Customer service.
Right now, I’m at work. This is the only place I can write on this thing from, since my home computer is not working at present. I just blasted about a pound of dust out of it, though, so maybe it will stop overheating.
Anyhow, that’s not what I’m going to talk about. What I’m going to talk about is customer service.
One of my jobs here is to give people keys to various meeting rooms and so on around campus. If you want to run a study session, or dance classes, or what have you, you come here and fill out a form and I give you the key(s) to the building or room.
Now, my office is located in a larger building, the outside door to which automatically locks at 9 pm or so, to keep the bums out. If you’re a student, this isn’t a problem, because your key card will unlock the door. A problem presented itself recently, however, because some girl from the med school had checked out a building key this afternoon for the purpose of “Case Sown,” according to what she scribbled on the form. Med students don’t get key cards, so she couldn’t get in to return the key at night.
When this happened last week, she just kept knocking on the door. Generally, I don’t get up to let people in when they do that, because a. the door is locked for a reason and b. it’s all the way down the hall and I’m busy reading a magazine. She kept at it for like twenty minutes, and eventually got in somehow and returned the key.
The same thing happened again tonight. She came in and complained that the keys she got (to the other building) didn’t open the door. I was thinking, “they aren’t magic keys . . . you’re going to be a doctor?” I explained that you have to have a key card, at which point she pointed out that since med students don’t have key cards, and she is a med student, there was no way for her to get in to return the keys on time.
On the bare facts of the case, she was absolutely right. I should have checked and let her in, because there’s no other way for her to return the keys. However, the art of customer service is not to be governed by bare facts.

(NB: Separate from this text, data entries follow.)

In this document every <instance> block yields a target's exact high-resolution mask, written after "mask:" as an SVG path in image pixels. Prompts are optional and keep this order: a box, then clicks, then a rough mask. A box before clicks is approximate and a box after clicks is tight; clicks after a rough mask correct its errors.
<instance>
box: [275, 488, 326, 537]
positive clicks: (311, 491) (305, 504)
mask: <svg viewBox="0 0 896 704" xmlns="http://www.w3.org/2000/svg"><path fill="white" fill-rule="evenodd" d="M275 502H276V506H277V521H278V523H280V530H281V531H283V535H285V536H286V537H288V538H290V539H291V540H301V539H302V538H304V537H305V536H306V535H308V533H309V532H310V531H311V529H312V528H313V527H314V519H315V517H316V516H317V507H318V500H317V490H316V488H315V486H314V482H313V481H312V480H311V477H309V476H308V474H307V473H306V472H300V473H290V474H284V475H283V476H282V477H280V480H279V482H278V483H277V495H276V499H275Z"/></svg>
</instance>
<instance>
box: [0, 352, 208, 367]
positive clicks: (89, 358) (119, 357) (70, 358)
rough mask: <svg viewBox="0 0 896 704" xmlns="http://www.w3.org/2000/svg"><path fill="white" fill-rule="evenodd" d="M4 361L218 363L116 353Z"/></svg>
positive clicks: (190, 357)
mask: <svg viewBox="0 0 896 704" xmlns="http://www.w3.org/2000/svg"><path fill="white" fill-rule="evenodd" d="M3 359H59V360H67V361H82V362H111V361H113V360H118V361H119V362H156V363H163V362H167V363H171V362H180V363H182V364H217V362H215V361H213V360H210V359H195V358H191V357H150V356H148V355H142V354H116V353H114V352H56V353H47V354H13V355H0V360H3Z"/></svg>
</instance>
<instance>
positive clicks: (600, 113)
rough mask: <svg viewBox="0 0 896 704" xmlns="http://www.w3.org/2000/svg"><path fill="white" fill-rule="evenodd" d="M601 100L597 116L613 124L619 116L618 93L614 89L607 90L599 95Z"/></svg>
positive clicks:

The art of customer service is: I hate customers.
Right now, I’m torn between the logical part of my mind, which agrees that it’s a stupid system, and the employee part of my mind that doesn’t give a shit about customers and their problems, and won’t lift a finger to help.
All the other jobs I’ve had (library clerk, grocery store back room guy) have consisted in large part of putting things on shelves in the right order, or preparing them to be put on shelves. The great thing about things and shelves is they don’t bother you with dumb questions or logical complaints. This job, for the most part, consists of sitting around reading and getting paid — a pretty high Fiskian Ratio — but the downside is that I have to deal with dumb freshmen and loud med students.
I don’t think this is going anywhere. I’m just complaining — “ranting,” if you will. The only lesson is that if you’re the boss, you don’t have to deal with customers OR put things on shelves, and you usually get paid more. So stay in school, don’t do drugs until you’re rich enough to get away with it, and invest in a power tie.